R: Oja Ranks - Affine Equivariant Multivariate Ranks
ojaRank
R Documentation
Oja Ranks – Affine Equivariant Multivariate Ranks
Description
The function computes the Oja rank of a point x w.r.t. a data set X or, if no
point x is given, the Oja ranks of all points in X.
Usage
ojaRank(X, x = NULL, p = NULL, silent = FALSE, na.action = na.fail)
Arguments
X
numeric data.frame or matrix containing the data points as rows.
x
NULL or a numeric vector, the point for which the Oja rank should be computed.
p
NULL or a number between 0 and 1 which specifies the fraction of hyperplanes to be used for subsampling. If p = 1, no subsampling is done.

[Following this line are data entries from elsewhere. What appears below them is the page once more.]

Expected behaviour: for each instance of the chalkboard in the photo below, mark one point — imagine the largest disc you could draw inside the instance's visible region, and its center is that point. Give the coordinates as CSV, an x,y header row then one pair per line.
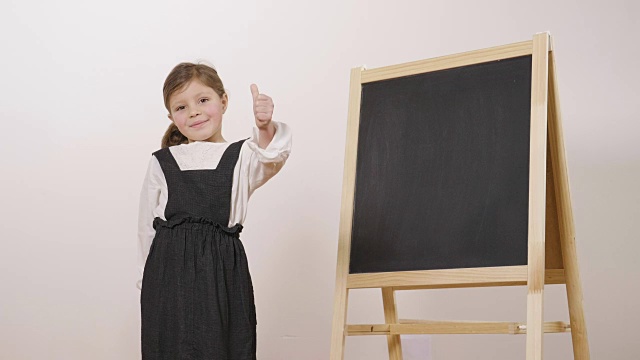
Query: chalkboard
x,y
442,173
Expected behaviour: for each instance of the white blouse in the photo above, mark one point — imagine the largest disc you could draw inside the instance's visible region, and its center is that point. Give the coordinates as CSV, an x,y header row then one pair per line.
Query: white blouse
x,y
255,167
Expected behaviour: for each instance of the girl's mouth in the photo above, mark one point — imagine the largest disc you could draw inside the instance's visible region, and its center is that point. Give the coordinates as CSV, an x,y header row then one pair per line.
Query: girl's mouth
x,y
198,124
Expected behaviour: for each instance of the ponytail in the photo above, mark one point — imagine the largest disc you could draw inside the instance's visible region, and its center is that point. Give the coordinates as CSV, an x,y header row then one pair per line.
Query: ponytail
x,y
173,136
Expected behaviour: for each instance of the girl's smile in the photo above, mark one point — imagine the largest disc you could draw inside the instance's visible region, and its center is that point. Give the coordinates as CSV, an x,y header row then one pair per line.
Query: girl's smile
x,y
197,112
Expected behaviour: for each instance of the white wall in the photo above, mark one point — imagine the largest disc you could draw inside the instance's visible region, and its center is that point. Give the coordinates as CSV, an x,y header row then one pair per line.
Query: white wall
x,y
81,111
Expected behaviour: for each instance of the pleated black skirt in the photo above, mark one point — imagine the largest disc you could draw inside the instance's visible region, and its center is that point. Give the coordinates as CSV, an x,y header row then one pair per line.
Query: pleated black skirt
x,y
197,297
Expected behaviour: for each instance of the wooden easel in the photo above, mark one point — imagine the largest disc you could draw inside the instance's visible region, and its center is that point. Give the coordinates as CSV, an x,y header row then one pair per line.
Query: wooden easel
x,y
552,257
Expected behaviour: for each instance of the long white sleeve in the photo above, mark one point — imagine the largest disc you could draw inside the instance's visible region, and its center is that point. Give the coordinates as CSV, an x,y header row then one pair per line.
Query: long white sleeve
x,y
150,197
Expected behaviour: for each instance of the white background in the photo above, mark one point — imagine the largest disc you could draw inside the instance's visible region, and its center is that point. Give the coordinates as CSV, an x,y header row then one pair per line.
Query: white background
x,y
81,111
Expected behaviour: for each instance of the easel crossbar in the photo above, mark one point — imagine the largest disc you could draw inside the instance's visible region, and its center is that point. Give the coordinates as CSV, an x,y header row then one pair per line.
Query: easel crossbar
x,y
413,327
451,278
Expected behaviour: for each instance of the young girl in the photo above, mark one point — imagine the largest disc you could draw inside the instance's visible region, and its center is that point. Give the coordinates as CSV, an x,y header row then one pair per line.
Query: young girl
x,y
197,297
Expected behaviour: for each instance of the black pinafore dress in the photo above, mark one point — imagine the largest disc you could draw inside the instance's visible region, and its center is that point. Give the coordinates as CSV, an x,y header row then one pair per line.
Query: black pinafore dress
x,y
197,296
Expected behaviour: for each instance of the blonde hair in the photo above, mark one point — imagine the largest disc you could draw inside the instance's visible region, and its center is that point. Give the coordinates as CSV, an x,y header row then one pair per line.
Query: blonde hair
x,y
181,75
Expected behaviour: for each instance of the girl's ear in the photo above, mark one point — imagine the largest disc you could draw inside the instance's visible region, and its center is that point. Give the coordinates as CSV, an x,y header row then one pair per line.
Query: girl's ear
x,y
225,101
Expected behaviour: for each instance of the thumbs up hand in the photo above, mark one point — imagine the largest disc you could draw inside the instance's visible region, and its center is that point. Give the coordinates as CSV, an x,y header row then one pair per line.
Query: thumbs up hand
x,y
262,107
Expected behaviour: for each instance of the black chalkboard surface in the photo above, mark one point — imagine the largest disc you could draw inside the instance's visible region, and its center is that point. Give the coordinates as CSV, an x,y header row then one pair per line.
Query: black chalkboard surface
x,y
442,170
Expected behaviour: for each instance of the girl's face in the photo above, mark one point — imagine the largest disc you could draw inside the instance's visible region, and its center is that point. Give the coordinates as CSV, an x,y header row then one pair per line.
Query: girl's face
x,y
197,112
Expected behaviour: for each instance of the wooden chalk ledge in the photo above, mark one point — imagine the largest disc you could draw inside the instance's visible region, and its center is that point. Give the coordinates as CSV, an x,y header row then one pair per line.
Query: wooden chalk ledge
x,y
451,327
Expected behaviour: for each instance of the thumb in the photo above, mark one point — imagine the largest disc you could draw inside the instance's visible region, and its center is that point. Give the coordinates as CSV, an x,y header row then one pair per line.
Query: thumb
x,y
254,91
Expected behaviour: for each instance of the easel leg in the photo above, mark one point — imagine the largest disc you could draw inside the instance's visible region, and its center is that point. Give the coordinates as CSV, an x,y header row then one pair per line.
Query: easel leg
x,y
537,196
339,323
565,222
391,317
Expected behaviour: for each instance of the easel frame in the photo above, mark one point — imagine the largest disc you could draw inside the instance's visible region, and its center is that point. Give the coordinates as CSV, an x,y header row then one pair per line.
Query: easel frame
x,y
552,257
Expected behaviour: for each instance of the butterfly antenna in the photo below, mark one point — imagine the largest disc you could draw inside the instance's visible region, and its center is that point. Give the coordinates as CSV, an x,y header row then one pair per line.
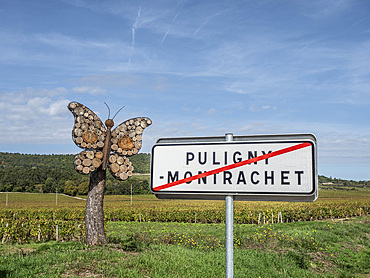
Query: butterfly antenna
x,y
108,110
117,112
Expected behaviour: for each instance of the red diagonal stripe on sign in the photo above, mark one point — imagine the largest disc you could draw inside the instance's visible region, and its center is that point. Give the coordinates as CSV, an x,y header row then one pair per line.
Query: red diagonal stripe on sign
x,y
235,165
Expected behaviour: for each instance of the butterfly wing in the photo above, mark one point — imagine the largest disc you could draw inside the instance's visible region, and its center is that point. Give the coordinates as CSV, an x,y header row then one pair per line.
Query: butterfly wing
x,y
126,141
88,133
127,137
120,166
88,161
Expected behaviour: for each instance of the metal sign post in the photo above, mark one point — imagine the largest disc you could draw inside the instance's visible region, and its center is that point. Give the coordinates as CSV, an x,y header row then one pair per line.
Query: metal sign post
x,y
229,228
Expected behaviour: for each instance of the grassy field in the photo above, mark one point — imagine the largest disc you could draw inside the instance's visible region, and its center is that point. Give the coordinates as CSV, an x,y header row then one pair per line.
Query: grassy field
x,y
149,249
331,247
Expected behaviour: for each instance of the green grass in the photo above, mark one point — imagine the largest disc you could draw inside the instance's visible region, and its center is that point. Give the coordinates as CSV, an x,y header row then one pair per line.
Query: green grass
x,y
149,249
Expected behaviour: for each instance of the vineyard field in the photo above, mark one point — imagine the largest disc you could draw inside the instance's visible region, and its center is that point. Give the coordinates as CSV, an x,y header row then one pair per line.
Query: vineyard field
x,y
32,216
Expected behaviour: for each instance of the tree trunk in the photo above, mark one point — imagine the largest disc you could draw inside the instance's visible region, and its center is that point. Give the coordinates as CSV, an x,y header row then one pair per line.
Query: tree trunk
x,y
94,216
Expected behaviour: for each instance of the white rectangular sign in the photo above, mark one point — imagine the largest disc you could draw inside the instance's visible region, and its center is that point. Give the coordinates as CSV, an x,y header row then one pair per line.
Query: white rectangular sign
x,y
270,167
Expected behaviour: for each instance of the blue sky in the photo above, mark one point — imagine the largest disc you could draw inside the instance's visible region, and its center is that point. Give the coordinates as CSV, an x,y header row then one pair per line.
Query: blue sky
x,y
196,68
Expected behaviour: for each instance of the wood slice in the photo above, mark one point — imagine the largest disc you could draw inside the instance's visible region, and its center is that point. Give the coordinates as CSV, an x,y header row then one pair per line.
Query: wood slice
x,y
138,145
79,111
84,126
99,155
90,154
86,162
96,162
78,132
139,130
120,160
114,167
90,137
114,147
123,168
126,143
112,159
100,144
86,170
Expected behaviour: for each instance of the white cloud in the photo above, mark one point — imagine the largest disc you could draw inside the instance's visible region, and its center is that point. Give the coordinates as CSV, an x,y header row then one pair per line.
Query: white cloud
x,y
90,89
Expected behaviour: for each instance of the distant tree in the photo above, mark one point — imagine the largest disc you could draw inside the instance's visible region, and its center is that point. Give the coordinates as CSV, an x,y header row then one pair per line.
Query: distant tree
x,y
83,188
70,188
49,185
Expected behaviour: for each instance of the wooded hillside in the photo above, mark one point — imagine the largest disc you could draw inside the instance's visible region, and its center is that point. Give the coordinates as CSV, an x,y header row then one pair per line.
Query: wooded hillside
x,y
51,173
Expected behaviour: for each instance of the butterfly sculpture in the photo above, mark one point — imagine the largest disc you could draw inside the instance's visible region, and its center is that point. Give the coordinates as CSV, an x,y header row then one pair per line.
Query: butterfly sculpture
x,y
102,145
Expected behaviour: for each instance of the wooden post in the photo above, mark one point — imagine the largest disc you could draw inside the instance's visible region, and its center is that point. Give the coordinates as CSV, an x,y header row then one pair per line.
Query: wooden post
x,y
94,216
39,234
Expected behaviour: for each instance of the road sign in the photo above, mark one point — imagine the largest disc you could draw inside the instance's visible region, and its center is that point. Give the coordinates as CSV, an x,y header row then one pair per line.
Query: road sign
x,y
264,167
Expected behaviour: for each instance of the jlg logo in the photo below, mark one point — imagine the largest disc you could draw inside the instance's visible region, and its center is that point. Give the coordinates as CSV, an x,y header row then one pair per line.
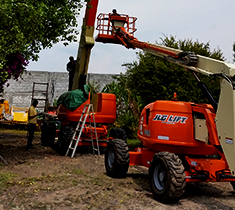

If p = NULL, the value of p is determined based on the size of the data set. See details.
silent
logical, if subsampling is done or the expected computation time is too long, a warning message will be printed unless silent is TRUE. The default is FALSE.
na.action
a function which indicates what should happen when the data
contain 'NA's. Default is to fail.
Details
The function computes the Oja rank of the point x w.r.t. the data set X or, if no x is specified, the Oja ranks of all data points in
X w.r.t. X. For a definition of Oja rank see reference below.
The matrix X needs to have at least as many rows as columns in order to give sensible results.
The vector x has to be of length ncol(X).
If x is specified, a vector of length ncol(X) is returned. Otherwise the return value is a matrix of the same dimensions as X where the i-th row contains the
Oja rank of the i-th row of X.
The function will also work for matrices X with only one column and also vectors. Then centered and normalized (univariate) ranks are returned.
For n = nrow(X) data points in R^k, where k = ncol(X), the computation of the Oja rank necessitates the evaluation of N = choose(n,k) hyperplanes in R^k.
Thus for large data sets the function offers a subsampling option in order to deliver (approximate) results within reasonable time. The subsampling fraction is controlled by the parameter
p:
If p < 1 is passed to the function, the computation is based on a random sample of only pN of all possible N hyperplanes. If p is not specified
(which defaults to p = NULL), it is automatically determined based on n and k to yield a sensible trade-off between accuracy and computing time. If
choose(n,k)*k^3 < 6e+06, the sample fraction p is set to 1 (no subsampling). Otherwise p is choosen such that the computation
(of one rank) usually takes around 20 seconds (on a 1.66 GHz CPU and 1 GB RAM). If all Oja ranks of X are requested, a hyperplane sample is drawn once,
all Oja ranks are then computed based on this sample.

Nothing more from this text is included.